Cannes started today and the media frenzy that surrounds the festival seems to get greater each year. The Guardian‘s film editor Catherine Shoard has written a piece which perhaps reflect a mood amongst mainstream newspapers – focusing on celebrities, glamour and whether Cannes can predict Oscar contenders or offer sneak previews of Hollywood product to come. Fortunately, the festival organisers have done a pretty good job in attracting a more diverse range of films and filmmakers this year. There are perhaps too many American independents and French productions but that’s seemingly inevitable. At least one of those French productions is directed by Asghar Farhadi and another by Abdellatif Kechiche; the single female director in competition, Valeria Bruni Tedschi comes under a French banner and Arnaud des Pallières is unknown to me. François Ozon and Arnaud Desplechin count as ‘usual suspects’. It’s good to see a Dutch and a Mexican director both returning after previous Cannes outings and there is a semblance of recognition for the importance of East Asian cinemas with the presence of Kore-eda Hirokazu, Miike Takashi and Jia Zhangke. Nicholas Winding Refn and Roman Polanski should stir things up and the Americans are all reliable performers. Paolo Sorrentino is almost a Cannes fixture and it’s good to see the return of Mahamat Saleh Haroun as the sole African representative – I hope he wins another prize.

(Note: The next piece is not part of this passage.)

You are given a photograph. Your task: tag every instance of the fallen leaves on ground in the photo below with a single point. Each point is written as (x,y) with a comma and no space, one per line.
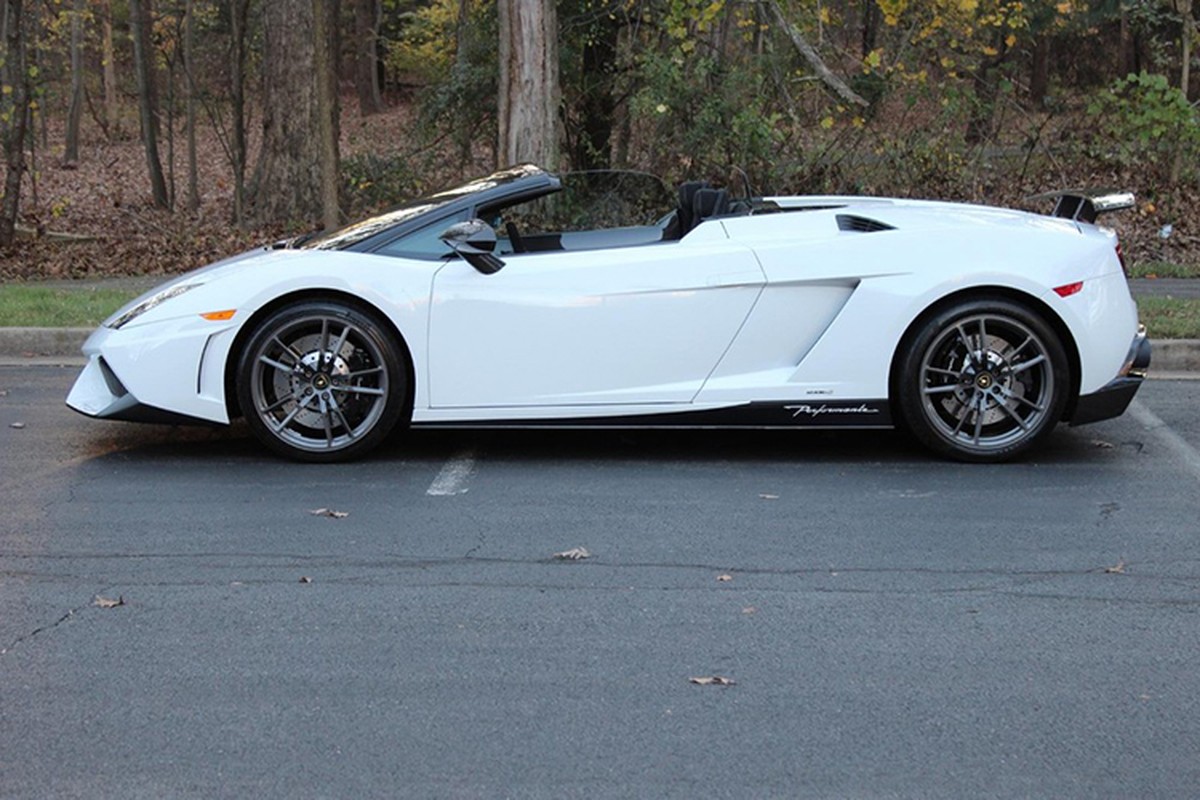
(574,554)
(329,512)
(713,680)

Here is the full competition line-up:
- BEHIND THE CANDELABRA directed by Steven SODERBERGH
- BORGMAN directed by Alex VAN WARMERDAM
- GRIGRIS directed by Mahamat-Saleh HAROUN
- HELI directed by Amat ESCALANTE
- INSIDE LLEWYN DAVIS directed by Ethan COEN, Joel COEN
- JEUNE & JOLIE (YOUNG & BEAUTIFUL) directed by François OZON
- JIMMY P. (PSYCHOTHERAPY OF A PLAINS INDIAN) directed by Arnaud DESPLECHIN
- LA GRANDE BELLEZZA (THE GREAT BEAUTY) directed by Paolo SORRENTINO
- LA VÉNUS À LA FOURRURE (VENUS IN FUR) directed by Roman POLANSKI
- LA VIE D’ADÈLE – CHAPITRE 1 & 2 (BLUE IS THE WARMEST COLOUR) directed byAbdellatif KECHICHE
- LE PASSÉ (THE PAST) directed by Asghar FARHADI
- MICHAEL KOHLHAAS directed by Arnaud DES PALLIÈRES
- NEBRASKA directed by Alexander PAYNE
- ONLY GOD FORGIVES directed by Nicolas WINDING REFN
- ONLY LOVERS LEFT ALIVE directed by Jim JARMUSCH
- SOSHITE CHICHI NI NARU (Like Father, Like Son) directed by KORE-EDA Hirokazu
- THE IMMIGRANT directed by James GRAY
- TIAN ZHU DING (A TOUCH OF SIN) directed by JIA Zhangke
- UN CHÂTEAU EN ITALIE (A CASTLE IN ITALY) directed by Valeria BRUNI TEDESCHI
- WARA NO TATE (Shield of Straw) directed by Takashi MIIKE
Now I’ve run through the list it looks encouraging. Strangely though, some of the leading women in film seem to have been placed in ‘Un certain regard‘ where you’ll find Claire Denis and Sofia Coppola amongst eight female directors. Again it looks an interesting selection. Still no South Asian directors in the two main strands however, but the rise and rise of Anurag Kashyap continues and he features in the Special Screenings selection with the portmanteau film Bombay Talkies (which includes other segments by Karan Johar, Zoya Akhtar and Dibarkar Banerjee) a film presented as a ‘birthday card’ to ‘100 Years of Indian Cinema’. Kashyap’s own film Ugly shows in the Directors’ Fortnight and he also turns up as one of the producers of Monsoon Shootout (UK-Netherlands-India) by Amit Kumar and showing ‘Out of Competition – sounds like an interesting little film, a police drama set in Mumbai. Kumar is an FTII graduate and has worked with Asif Kapadia who is also an exec producer. I hope this gets a UK release.
I have now seen ONLY GOD FORGIVES directed by Nicolas WINDING REFN – a film that pairs the director with the star of his earlier success Drive. It struck me mainly as a pastiche of a David Lynch film: Lost Highway is far superior. At the end there is a thanks to Alejandro Jodorowsky, which explains a lot. It is set in Bangkok and involves kick boxing, drug dealing and family vendettas. The cinematography and soundtrack are excellent, but the plotting and direction seem pretentious. The talented cast are left to emote in scenes where motivation seemed completely lacking. I was entertained partly because it made me giggle at times. The violence is cartoon like.
More worrying, the film treats Bangkok and its people in a very stereotypical fashion, bordering on the racist. And there is more than a whiff of mysogyny.
Sounds like my decision to give it a miss was the right one.